Green Musings from Steven Winter

I first heard about Steven Winter neary 40 years ago when I was in Architecture School. His early research on energy efficiency and more efficient building systems was exciting and inspiring then. It still is. He recently received an Evergreen Award from Eco-Structure Magazine. Some of his remarks in the October 2009 issue of the magazine will provide building product manufacturers with food for thought:

"The world has been practicing sustainability and green design practices for perhaps 15 years. It's a fairly new endeavor... What we don't know yet are the results and ramifications of all this greenness we're producing. The long-term effects, both good and bad, of green building decisions have not yet been realized."

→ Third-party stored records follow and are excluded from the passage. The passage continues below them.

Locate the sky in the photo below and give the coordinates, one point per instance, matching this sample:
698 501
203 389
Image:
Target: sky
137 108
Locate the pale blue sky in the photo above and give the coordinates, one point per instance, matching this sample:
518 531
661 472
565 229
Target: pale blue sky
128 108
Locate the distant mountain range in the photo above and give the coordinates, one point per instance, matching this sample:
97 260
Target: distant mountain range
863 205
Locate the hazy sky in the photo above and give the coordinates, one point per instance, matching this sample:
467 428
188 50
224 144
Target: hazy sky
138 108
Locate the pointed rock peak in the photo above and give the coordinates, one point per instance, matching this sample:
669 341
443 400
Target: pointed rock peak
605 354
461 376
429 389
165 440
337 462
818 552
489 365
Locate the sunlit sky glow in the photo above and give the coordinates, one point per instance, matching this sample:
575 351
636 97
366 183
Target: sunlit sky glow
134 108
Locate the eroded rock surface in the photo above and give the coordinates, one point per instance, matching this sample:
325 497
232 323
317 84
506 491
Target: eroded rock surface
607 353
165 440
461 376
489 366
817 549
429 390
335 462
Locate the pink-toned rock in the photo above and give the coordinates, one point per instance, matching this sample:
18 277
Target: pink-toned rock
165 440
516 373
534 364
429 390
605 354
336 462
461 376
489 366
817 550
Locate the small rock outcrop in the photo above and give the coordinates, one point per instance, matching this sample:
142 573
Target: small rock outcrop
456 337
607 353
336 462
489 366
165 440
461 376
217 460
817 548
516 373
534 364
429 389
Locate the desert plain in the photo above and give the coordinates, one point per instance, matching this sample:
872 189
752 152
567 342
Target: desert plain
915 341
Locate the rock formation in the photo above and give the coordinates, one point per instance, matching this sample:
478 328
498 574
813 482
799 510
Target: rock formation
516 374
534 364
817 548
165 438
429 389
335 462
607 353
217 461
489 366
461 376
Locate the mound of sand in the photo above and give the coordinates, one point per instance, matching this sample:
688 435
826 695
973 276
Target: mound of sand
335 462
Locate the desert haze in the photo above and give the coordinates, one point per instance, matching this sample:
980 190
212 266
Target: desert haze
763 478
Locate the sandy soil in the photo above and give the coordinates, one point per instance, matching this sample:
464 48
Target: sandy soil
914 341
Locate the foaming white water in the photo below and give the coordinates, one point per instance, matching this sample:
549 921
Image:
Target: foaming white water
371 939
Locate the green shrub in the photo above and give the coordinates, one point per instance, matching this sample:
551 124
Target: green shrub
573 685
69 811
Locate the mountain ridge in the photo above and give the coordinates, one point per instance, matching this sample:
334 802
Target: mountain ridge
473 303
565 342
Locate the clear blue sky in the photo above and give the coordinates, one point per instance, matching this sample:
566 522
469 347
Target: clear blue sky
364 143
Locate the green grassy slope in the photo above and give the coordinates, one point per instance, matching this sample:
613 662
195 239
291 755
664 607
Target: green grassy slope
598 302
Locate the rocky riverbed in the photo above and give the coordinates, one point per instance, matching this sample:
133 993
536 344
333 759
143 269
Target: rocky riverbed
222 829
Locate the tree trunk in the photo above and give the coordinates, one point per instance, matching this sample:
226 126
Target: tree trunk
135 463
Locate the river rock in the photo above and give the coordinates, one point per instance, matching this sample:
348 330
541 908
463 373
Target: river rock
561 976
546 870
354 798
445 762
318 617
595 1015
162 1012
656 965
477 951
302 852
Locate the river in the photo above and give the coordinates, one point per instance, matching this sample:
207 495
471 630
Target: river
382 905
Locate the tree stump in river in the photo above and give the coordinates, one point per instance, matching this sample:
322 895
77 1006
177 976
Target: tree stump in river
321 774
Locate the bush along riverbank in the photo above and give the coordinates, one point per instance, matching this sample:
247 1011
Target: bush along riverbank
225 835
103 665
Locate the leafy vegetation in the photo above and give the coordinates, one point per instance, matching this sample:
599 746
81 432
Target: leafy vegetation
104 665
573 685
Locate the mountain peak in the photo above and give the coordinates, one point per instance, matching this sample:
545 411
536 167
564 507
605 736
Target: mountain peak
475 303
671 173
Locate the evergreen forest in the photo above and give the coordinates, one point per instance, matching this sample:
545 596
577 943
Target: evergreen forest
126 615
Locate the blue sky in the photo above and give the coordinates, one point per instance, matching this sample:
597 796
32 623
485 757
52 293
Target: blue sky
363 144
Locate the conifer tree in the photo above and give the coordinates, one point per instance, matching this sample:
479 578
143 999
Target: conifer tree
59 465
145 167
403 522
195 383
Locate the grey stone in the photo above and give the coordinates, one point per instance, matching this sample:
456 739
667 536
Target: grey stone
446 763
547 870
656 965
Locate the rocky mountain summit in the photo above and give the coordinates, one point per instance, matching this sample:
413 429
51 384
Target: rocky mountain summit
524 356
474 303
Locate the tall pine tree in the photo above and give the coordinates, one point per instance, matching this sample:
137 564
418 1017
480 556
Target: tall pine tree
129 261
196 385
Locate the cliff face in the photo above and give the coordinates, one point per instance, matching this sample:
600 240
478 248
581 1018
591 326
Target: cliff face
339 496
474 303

"The big missing component in much of the green building world is measurement and verification... Go back a year later and see if they're as healthy as they're supposed to be. Go back two years later and see if the equipment is operating the way it is supposed to be. We need to measure and verify all projects and claims."

"What has really changed now is no architect can practice without being green, and no building gets built without it being green... Builders, developers, consumers, lenders, and insurers now get it."

"[Green building has] become institutionalized in everything, from financing to codes to understanding and appreciating green concepts... There will be green buildings or no buildings."

"Can we expand sustainability beyond a singular building or a group of buildings to an entire community? When an entire city is sustainable, we can make real impact on its inhabitants and on the environment."

"[This movement] is going to have to be driven by the financial and political decision makers and then executed by the architecture and design community. New York has just introduced legislation requiring all buildings-- all of them-- to undergo energy audits every 10 years. When the entire city of New York becomes green, that has a huge impact."

"In the future, these buildings and homes that utilize net zero energy on an annual basis are going to be what really provide a major impact. Putting up a building that produces more energy than it utilizes-- that's pretty exciting stuff. This movement is getting stronger and more incentives are appearing for it."